Expansion itself, which for the first time would put able-bodied adults making up to 138% of the federal poverty level on the state’s Medicaid rolls, wouldn’t take effect until the state also enacts a new budget. Cooper, a Democrat who has pushed expansion his entire time in office, has called on Republican lawmakers who newly support the program to move faster, saying the state forfeits more than $500 million in federal funding each month it delays.

Sen. Ralph Hise, R-Mitchell, is a Senate leader on healthcare issues. He said Tuesday that it will likely take about 90 days for the federal government to approve North Carolina’s expansion proposal anyway, so there’s time to wait on the budget. Republican budget-writers are all but certain to add items to that budget, though, that Cooper and other Democrats don’t like, forcing them to swallow GOP proposals if they want to see expansion become law.

The federal government would pay 90% of expansion costs, which amounts to billions of dollars a year.
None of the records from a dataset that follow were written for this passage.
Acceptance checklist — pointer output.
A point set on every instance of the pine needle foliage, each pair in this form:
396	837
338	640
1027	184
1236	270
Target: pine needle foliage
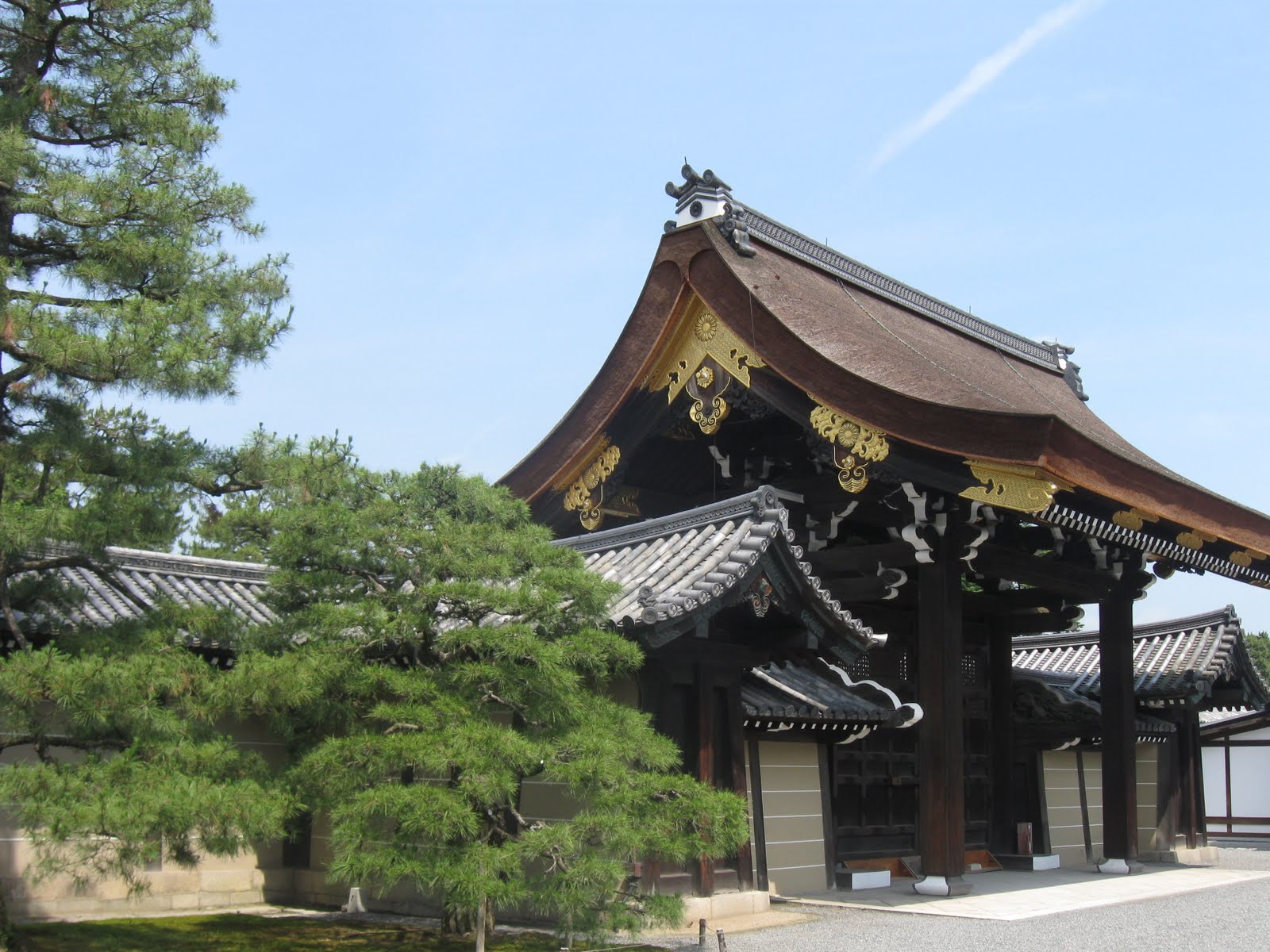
114	285
122	755
438	654
114	278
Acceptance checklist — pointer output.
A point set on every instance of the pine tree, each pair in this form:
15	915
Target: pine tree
437	653
114	285
1259	649
114	278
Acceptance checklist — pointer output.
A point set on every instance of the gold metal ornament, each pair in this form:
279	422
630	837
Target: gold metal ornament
855	444
709	422
700	336
586	494
1246	556
1026	489
1194	539
1133	518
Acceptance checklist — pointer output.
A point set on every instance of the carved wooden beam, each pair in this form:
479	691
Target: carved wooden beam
1038	622
1047	574
838	560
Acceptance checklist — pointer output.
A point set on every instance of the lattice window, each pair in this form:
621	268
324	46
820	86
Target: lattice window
969	672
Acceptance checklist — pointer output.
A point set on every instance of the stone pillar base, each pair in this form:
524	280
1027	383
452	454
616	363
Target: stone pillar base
1119	867
941	886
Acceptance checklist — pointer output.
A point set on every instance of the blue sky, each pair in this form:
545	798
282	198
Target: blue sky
471	194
Most of the state’s 10% match would be covered by additional federal funding through the Healthcare Access and Stabilization Program.

If the federal match falls below 90%, expansion would end in North Carolina under this bill, removing people from the insurance rolls.

The bill’s certificate-of-need reforms were hard-fought, with hospitals in the state pushing back against reforms. In the end, Senate Republicans who pressed these changes say they amount to a major overhaul in regulations that have been some of the nation’s strictest rules.

Right now state approval is required to add psychiatric or chemical dependency treatment beds to a facility, or to build a new facility. Those rules would be dropped under this bill, opening this category of treatment to more competition.

Adding MRI machines or opening an ambulatory surgical center would still require state approval in rural counties, but that approval wouldn’t be required in counties with populations over 125,000. That change would go into effect about two years from now for surgical centers and three years from now for MRI’s.

The bill also boosts financial thresholds that trigger certificate-of-need approvals. Right now adding or replacing diagnostic center equipment that costs more than $2 million requires approval. This bill ups that to $3 million and indexes the threshold to inflation going forward.

The bill also includes reforms to the state’s workforce development programs, an offshoot of efforts to connect expansion eligibility with job requirements. The federal courts have said that’s not allowed, stymying a GOP proposal on this issue. But the bill still requires the state’s Department of Commerce to build a “seamless, statewide, comprehensive workforce development program,” combining existing programs and working with other state agencies.

This bill moved forward Tuesday with just a handful of questions from Senate Health Committee members. The committee room was crowded, but with the tracks greased, only one member of the public spoke: Peg O’Connell, who chairs Care4Carolina, a coalition of more than 170 groups that back expansion.

“This is an important day for the people of North Carolina,” O’Connell said. “If my face looks like it’s going to break from smiling too much, it is.”

State Rep. Donny Lambeth, a Republican lawmaker who backed expansion for years before his colleagues got on board, said after the committee vote that people will look back on this decision in five years and “realize how much of a difference this made” in people’s lives.

“This really is a monumental day,” said Lambeth, R-Forsyth.

As the committee wrapped, there was some regret for provisions that got cut from the bill as the compromise moved forward. In addition to certificate of need reforms, Republican state senators once demanded changes in North Carolina nursing laws that would give advanced practice registered nurses more authority to work without a doctor’s supervision.

This measure, called the SAVE Act, was dropped in the face of opposition from doctor’s groups who have the ear of House Republican leadership.

“Still need to pass the SAVE Act,” Hise said as the committee finished its day and lawmakers congratulated each other on expansion moving forward.

“I second that,” replied Sen. Gale Adcock, a nurse by trade.